Powdered Toast Man said:


> Some years ago I got banned from the FDP (Fender Discussion Page). I'd been a member for a couple years at that point - even as far as contributing a donation. I don't even know why I got canned. All I know is I got the ban notification from Chris Green (the site owner) and I exchanged a few emails with him. His responses were glib - the only answer he'd give to the question of why I was banned was, "You know what you did" and he expected an apology before I'd be allowed back. I told him where he could put his message board.
> 
> It was the same deal on there as some of you have mentioned about some of the USA gear forums. Strong pro-gun, pro-religion, right-wing mentality.
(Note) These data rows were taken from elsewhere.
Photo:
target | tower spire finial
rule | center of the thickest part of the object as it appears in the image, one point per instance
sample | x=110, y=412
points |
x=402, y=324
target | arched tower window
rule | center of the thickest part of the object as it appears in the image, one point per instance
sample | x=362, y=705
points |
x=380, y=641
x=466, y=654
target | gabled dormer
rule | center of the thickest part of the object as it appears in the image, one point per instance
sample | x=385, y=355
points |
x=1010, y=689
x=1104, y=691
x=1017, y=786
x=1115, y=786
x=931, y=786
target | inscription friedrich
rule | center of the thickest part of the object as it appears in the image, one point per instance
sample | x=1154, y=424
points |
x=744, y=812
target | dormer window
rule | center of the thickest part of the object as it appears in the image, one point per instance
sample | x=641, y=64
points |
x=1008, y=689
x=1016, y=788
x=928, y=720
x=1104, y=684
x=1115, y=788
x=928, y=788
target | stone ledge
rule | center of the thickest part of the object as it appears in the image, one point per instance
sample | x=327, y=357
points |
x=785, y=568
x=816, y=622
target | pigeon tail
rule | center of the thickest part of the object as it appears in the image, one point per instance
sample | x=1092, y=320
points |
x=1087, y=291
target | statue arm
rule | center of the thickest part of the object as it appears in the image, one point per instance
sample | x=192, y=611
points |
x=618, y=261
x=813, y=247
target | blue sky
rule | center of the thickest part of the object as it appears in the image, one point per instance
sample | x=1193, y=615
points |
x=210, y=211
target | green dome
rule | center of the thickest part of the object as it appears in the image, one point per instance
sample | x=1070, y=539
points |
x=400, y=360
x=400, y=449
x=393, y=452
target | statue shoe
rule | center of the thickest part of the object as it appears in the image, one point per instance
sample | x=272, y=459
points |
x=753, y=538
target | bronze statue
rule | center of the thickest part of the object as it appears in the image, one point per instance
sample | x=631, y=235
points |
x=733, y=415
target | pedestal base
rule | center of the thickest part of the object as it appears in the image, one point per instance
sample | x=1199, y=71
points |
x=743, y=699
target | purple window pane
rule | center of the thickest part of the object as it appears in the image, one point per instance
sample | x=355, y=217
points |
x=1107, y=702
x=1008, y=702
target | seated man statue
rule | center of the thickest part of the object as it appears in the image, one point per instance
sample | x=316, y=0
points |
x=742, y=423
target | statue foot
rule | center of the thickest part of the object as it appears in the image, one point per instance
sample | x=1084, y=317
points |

I suspect I disagreed with someone's post (as I don't swear, make offensive posts, or fly off the handle in personal attacks) in a manner that conflicted with the site owner's ideology.
> 
> I've never bothered registering again, but I occasionally lurk and use his bandwidth and the info on the site for free.


Yeah, I had a similar experience with FDP...
Been a non-contributing member for a few years, then one guy posted something about his Vibroverb (or 'lux - i forget). He mentioned that he was tuning it up to _maybe_ sell it sometime. I noticed that he lived in Toronto, so, in my reply to his tech query, I asked him how much he might be asking for it - THAT was enough! Greene silently disabled my account.

Next time I engaged FDP, I thought that I had an expired password or something. When I messaged the site admin for a fresh password, I was informed that I was banned for breaking one of the rules, and I should review them to discover what I had done wrong. He said that I could reinstate my membership with a contribution of $30, or more. This, to me, smelled of a shakedown, so I didn't comply. It seemed way over the top to me that his bans do not expire, but are _lifetime_ bans.

I did some checking, and discovered that Greene is suspected by some of searching the Internet for criticisms of FDP, or of his name, and has traced, and banned FDP members for their negative comments _on other forums_.

He seems to draw his administrative skills from Gadaffi, KGB and J. Edgar Hoover. His own postings on FDP are mostly about guns, gun rights, and totally irrelevant stuff, but then, who makes the rules?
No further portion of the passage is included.